Reputation: 349
I got a system which previously the html encoding type was set as ISO-8859-1 and it caused all the Chinese characters store in the format of "&\#36830;&\#34915;&\#35033;"
.
So my question is, how can I convert the format above into Chinese word back in UTF-8
?
For your information, I had tried with utf8_decode, iconv, but none of them work. :(
Thank you very much.
Upvotes: 2
Views: 4926
Reputation: 522042
The current text encoding of that string is rather insubstantial. What you have there are HTML entities; they have little to do with the underlying "physical" encoding like ISO-8859 or UTF-8. What you want is to decode those HTML entities into a byte representation of the characters in a specific encoding, in this case to UTF-8. Therefore:
echo html_entity_decode('连衣裙', ENT_COMPAT, 'UTF-8');
// 连衣裙
Upvotes: 1
Reputation: 201568
There are many tools that can convert character references to characters, and writing such a tool is rather straightforward, especially if you know the references are all decimal. So the answer really depends on the software environment.
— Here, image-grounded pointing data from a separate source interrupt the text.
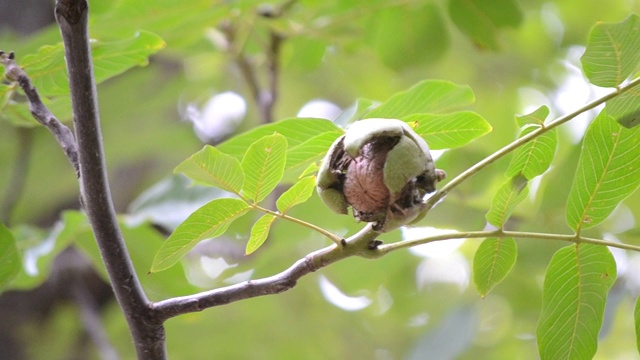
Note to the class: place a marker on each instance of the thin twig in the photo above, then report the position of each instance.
(147, 332)
(39, 111)
(18, 175)
(385, 249)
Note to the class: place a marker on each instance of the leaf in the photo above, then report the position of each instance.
(40, 248)
(448, 131)
(492, 262)
(608, 172)
(296, 194)
(625, 108)
(209, 221)
(10, 261)
(510, 194)
(169, 202)
(259, 233)
(355, 111)
(574, 295)
(309, 151)
(429, 96)
(613, 52)
(420, 24)
(311, 169)
(263, 166)
(534, 157)
(537, 117)
(210, 166)
(296, 131)
(481, 20)
(636, 316)
(47, 68)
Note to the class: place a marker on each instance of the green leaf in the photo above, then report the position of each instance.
(180, 23)
(420, 24)
(210, 166)
(613, 52)
(608, 172)
(429, 96)
(263, 166)
(636, 316)
(39, 248)
(355, 111)
(296, 131)
(481, 20)
(259, 233)
(492, 262)
(314, 149)
(534, 157)
(448, 131)
(311, 169)
(574, 295)
(209, 221)
(510, 194)
(47, 68)
(625, 108)
(537, 117)
(296, 194)
(10, 262)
For example, to do such a conversion for an individual HTML document, you could use the BabelPad editor: command Convert → Numeric Character References (NCR) → NCR to Unicode, and save the result as UTF-8.
Upvotes: 0
Reputation: 3059
You need to use:
utf8_encode($data);
and not decode,to convert your current ISO-8859-1 to UTF-8.
Some native PHP functions such as strtolower(), strtoupper() and ucfirst() do not always function correctly with UTF-8 strings. Possible solutions: convert to latin first or add the following line to your code:
setlocale(LC_CTYPE, 'C');
Make sure not to save your PHP files using a BOM (Byte-Order Marker) UTF-8 file marker (your browser might show these BOM characters between PHP pages on your site).
Just for your reference:
ISO-8859-1 => Albanian, Brazilian, Catalan, Danish, Dutch, English, Finnish, French, German, Portuguese, Norwegian, Spanish, Swedish
UTF-8 => Chinese (simplified), Chinese (traditional), Japanese, Persian
Upvotes: 1